Must be committed along with the corresponding LLD change: D42585

Implements: https://github.com/WebAssembly/tool-conventions/pull/39

Diff Detail

Event Timeline

ncw created this revision.Jan 24 2018, 10:45 AM
ncw updated this revision to Diff 131483.Jan 25 2018, 10:52 AM
ncw retitled this revision from [WebAssembly] Symbol changes #7: add symtab, LLVM to [WebAssembly] Add symbol table to LLVM, 2/2.
ncw edited the summary of this revision. (Show Details)
ncw added reviewers: sbc100, sunfish.

I had a few hours this afternoon after my "real" work, and finished off the first implementation: all tests now passing!

(NB corresponding LLD changes not yet done.)

ncw updated this revision to Diff 131611.Jan 26 2018, 10:15 AM
ncw edited the summary of this revision. (Show Details)

Updated:

  • Added some more bits and pieces to truly make Wasm globals first-class objects
  • Removed some unused code for emitting globals from a .global_variables section, seems to be completely unused

This changeset is getting a little bit big, but it is actually rather hard to split up.
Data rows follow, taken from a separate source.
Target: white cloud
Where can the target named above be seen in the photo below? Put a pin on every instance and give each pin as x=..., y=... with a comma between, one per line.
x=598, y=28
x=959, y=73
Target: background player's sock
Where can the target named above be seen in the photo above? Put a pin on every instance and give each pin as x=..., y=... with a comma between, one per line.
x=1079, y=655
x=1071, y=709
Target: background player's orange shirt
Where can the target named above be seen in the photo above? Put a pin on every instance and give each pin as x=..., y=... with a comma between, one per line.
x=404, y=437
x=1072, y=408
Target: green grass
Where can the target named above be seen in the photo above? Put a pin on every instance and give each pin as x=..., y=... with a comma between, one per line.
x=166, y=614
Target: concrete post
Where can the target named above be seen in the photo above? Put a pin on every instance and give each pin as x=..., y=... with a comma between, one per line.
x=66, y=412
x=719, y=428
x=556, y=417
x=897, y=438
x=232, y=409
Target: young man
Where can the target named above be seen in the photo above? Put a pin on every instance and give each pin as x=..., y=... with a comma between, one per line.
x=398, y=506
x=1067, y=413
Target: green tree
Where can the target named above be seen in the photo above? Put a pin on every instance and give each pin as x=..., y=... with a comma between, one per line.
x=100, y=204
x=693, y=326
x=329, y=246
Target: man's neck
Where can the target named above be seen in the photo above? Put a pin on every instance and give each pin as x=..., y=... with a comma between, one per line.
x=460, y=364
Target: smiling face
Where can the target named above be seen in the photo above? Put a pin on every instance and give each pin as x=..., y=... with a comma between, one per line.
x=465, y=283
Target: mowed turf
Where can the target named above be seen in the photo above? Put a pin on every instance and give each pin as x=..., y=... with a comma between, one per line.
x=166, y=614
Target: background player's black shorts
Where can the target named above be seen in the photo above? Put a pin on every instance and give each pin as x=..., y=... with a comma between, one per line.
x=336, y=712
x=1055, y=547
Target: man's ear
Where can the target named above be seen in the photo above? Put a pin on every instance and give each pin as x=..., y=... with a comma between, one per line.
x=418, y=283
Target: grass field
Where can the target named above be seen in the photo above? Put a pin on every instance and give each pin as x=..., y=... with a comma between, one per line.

There's not much that could be done independently in its own commit - not without making the intermediate bits non-functioning. Hmm. Removing the .global_variables section could be split out.

In any case, there six other reviews that need to go in before this one, so we'll maybe get onto the review of all this code next week.

sbc100 added inline comments.Jan 29 2018, 5:18 PM
include/llvm/BinaryFormat/Wasm.h
75

This separation of GlobalType looks good, but can perhaps be standalone change unrelated to symbols?

150

How about WasmDataReference or something like that? Since this isn't really symbol but a location a symbol can point to right?

151

Segment?

227

Can this be split out and added separately? (Or is it only relevant in this context?)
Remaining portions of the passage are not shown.